Does 2.75 degrees Celsius sound like a lot? For American readers that translates to 5 degrees Fahrenheit. Now when you say it in Fahrenheit it starts to sound like a lot more. And it represents continuing evidence of rapid climate change in the high Arctic, a phenomenon being seen not just in Greenland but throughout the Northern Hemisphere.
This rise in temperature was just a comment in an article that announced a new ice island had formed at the foot of the Petermann Glacier connected to the main Greenland ice sheet. This ice island was the second large section of ice to calve off the Petermann in the last three years. In 2010 a chunk four times the size of Manhattan broke off eventually drifting into open water and spawning ice bergs as it melted. This new block of ice is 120 square kilometers (46 square miles), twice the size of Manhattan.
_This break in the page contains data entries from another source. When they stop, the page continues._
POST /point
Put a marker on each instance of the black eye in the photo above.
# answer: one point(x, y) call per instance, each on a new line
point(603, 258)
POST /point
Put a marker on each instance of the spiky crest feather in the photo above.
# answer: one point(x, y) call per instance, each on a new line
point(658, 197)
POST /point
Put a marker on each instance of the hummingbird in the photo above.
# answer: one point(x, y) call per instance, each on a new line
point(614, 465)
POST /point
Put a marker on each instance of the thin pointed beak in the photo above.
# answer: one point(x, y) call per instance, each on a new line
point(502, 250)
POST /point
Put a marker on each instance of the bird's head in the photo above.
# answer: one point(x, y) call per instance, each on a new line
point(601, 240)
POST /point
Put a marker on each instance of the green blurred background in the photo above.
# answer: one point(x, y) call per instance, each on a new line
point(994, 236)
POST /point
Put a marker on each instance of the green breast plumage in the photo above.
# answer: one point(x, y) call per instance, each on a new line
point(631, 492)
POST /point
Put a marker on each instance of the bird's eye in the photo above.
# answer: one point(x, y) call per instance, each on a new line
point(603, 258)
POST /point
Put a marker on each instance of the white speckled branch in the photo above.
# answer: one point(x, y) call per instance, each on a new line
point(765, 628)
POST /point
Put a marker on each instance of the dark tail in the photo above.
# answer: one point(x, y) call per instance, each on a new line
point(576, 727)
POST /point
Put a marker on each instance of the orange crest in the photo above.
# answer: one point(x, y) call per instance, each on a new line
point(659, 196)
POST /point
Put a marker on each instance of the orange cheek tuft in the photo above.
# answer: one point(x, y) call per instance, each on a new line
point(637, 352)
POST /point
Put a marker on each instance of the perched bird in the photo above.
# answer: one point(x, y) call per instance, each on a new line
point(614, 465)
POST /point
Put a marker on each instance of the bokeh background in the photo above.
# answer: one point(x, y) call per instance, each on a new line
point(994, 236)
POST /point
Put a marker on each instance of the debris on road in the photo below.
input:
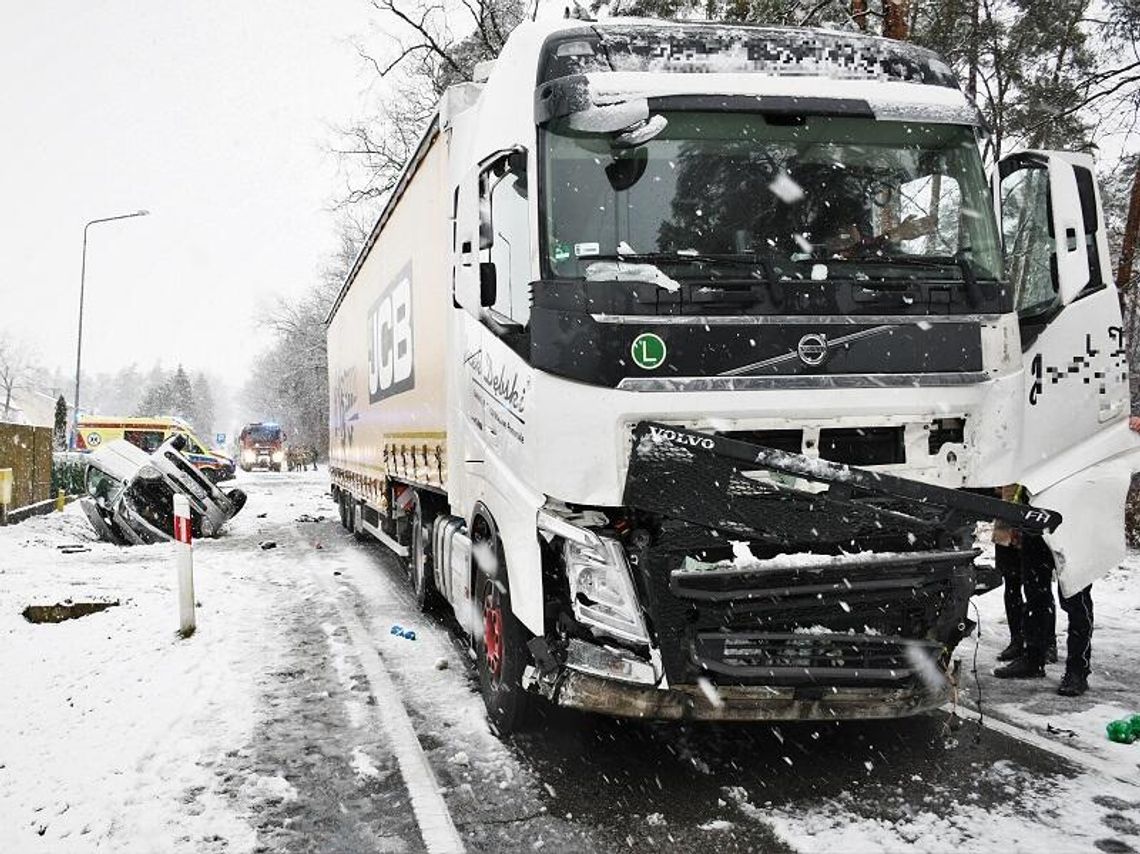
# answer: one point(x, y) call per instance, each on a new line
point(63, 611)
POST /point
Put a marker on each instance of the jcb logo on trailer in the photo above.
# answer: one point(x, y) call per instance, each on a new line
point(390, 368)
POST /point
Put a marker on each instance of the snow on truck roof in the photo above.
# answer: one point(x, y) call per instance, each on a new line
point(690, 56)
point(702, 48)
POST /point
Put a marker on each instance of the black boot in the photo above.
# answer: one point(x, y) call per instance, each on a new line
point(1022, 668)
point(1016, 649)
point(1073, 684)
Data being collected in the area showed temperatures in Northern Greenland and Ellesmere Island, its Canadian neighbour to the west, as rising 0.11 degrees Celsius on average per year since 1987. That’s how we calculated the 2.75 degrees.
Scientists who study climate change caution that air temperatures above Greenland are not the direct cause of large pieces of ice breaking off from the face of the glacier. Ocean temperatures are the more likely culprit but water temperature data in the area has only been collected for the last eight years and that is considered too short a window to indicate a trend.
The last time sizable ice chunks broke off glaciers in the area was in 1962 when a 596 square kilometer (230 square miles) broke off a glacier on Ellesmere Island.
Northern Greenland and Ellesmere Island are warming at a rate five times faster than the average around the world.
Evidence of global warming caused by human activity or is this just cyclic?